The University of California became the latest American educational institution to unload its endowment and pension fund holdings in coal and oil sands companies, in a $200 million move linked to environmental concerns and rising financial risk.
Chief Investment Officer Jagdeep Bachher said the assets were no longer good investments for the university’s $98.2 billion fund, Reuters reported.
UC still holds about $10 billion in other energy and utilities industry investments — equivalent to about 10% of the system’s endowment and pension funds. Bachher noted there were no plans to shed oil and natural gas stocks as, he said, “the world is not switching out of fossil fuels.”
However he said in a statement the university believes that climate change is “an active risk factor to consider when we evaluate investment opportunities.”

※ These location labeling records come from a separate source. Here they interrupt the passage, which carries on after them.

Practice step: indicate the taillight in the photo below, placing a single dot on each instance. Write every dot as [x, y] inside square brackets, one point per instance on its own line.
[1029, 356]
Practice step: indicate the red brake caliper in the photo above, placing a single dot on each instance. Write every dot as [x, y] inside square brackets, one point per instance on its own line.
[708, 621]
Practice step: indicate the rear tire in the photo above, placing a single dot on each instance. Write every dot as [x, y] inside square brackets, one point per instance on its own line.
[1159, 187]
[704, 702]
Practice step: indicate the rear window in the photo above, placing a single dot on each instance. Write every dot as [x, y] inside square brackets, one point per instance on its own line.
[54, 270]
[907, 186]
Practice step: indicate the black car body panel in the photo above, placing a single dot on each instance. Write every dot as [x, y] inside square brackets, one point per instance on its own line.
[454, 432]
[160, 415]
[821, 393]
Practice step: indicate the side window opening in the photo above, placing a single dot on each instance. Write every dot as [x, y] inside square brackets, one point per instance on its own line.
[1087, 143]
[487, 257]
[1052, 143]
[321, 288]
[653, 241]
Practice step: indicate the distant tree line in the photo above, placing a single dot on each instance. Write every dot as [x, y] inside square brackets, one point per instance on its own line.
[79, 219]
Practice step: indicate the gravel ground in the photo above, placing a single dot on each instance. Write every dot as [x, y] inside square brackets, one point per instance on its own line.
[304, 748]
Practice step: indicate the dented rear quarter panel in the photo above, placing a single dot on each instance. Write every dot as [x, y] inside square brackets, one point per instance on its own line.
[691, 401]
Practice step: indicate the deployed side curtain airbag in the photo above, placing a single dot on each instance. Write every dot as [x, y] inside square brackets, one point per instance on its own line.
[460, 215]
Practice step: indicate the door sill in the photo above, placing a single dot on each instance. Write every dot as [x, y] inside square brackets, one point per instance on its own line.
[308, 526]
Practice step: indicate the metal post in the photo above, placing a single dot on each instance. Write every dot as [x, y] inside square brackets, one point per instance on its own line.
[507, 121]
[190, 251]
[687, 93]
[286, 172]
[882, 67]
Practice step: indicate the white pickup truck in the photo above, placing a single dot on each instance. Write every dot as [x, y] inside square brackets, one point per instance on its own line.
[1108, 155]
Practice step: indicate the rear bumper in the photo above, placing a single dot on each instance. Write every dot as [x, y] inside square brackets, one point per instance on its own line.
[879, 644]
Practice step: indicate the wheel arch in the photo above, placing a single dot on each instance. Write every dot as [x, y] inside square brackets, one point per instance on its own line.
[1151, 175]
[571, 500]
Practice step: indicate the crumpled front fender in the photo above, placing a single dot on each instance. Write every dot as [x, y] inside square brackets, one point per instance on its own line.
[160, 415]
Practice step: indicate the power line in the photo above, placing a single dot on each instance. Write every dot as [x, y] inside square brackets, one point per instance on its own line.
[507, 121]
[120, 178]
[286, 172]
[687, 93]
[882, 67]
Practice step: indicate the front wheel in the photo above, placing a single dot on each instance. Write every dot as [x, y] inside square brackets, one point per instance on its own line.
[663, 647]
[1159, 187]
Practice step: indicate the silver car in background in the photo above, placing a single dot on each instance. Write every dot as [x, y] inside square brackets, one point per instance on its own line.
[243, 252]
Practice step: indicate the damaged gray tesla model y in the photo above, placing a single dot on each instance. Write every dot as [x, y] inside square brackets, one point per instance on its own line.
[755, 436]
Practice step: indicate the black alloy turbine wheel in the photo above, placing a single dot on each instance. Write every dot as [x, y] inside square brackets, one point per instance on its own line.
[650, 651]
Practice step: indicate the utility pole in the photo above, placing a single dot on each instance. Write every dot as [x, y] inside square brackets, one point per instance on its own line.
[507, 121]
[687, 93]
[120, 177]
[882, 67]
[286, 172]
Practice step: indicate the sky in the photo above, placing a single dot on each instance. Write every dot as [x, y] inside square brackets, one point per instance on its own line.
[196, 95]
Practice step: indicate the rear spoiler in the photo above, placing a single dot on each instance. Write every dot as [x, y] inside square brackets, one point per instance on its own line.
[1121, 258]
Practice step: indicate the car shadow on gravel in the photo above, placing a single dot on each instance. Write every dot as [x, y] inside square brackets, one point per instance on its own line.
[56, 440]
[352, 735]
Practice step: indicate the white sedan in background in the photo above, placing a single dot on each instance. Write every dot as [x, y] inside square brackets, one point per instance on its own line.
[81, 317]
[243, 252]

The decision comes after the California state legislature last week passed a bill requiring its two large state pension funds – Calpers and CalSTRS – to divest from coal mining companies.
It also comes almost exactly a year after the university system’s regents committee announced it would not sell off stocks and holdings in oil, coal and natural gas. At the time, the committee said they were “trying to balance the cause of climate change with the need to earn strong financial returns in the funds that support pensions, faculty chairs and scholarships,” according to Los Angeles Times.
Stanford University and the University of Maine have recently made similar moves.
6 Comments
Pat Wood
Liberal idiot warmists…………selling at the bottom.
You’d think they’d take a cue from commie puke George Soros.
He’s snapping up coal stocks, after spending lots of time and effort running them into the ground with his leftist organizations.
When the lights go out, the warmists will be screaming when their Iphones can’t be charged anymore.
Fools.
Pat Wood
Ms. Jamasmie:
You post a lot of articles hostile to the fossil fuel industry.
I think your bias is showing, dear.
Journalist should (should) check such, at the door when they leave for work each morning.
MINING.com Editors
Thank you for your feedback. I respectfully disagree though. It seems that my pro-coal stories go fairly unnoticed, but every time there are bad news and I report on them, accusations like this one just flow.
Unfortunately there have been more bad news than good ones for the industry as of late. Hence, the possible unbalance that you might have noticed.
Please take a look at a few coal stories, written by me, that may make you leave your own bias behind:
http://www.mining.com/kameron-collieries-closer-to-reopen-massive-canadian-coal-mine-in-nova-scotia/
http://www.mining.com/coal-industrys-decade-long-drop-in-productivity-hits-reverse/
http://www.mining.com/coal-to-challenge-oil-as-main-source-of-energy-by-2017-28770/
Best regards,
Cecilia Jamasmie
Mike Failla
It seems that chicken little resides at the university then. How a university of higher learning buys into a sham and fraudulent movement is just beyond stupid.
Promoting an ideology instead of fact is just……_____________________. (fill in the blank).
Kenneth Viney
Perhaps the WH adm. should tax these huge funds at 39% instead of the cap gains at 15% so they also “PAY THEIR SHARE”. Trump says ” WE SHOULD CUT BACK OUR SHARE OF SPENDING”
gjiertu
Why are there global warming denialists complaining about this? If you are so sure about the future of coal, then by all means go on and buy what these guys are selling. I thought you liked it when people have the freedom to put their money where they want.
And a “university of higher learning” buying into denialism is what would be terribly ludicrous.
Mining has a key role to play in the sustainable future. Solar panels and windmills need metals, as obviously does any other clean technology that we could think of. Instead of fighting it, miners should be embracing the fight against global warming.
What humankind does not need to do is burn more fossil fuels. Keep it in the ground.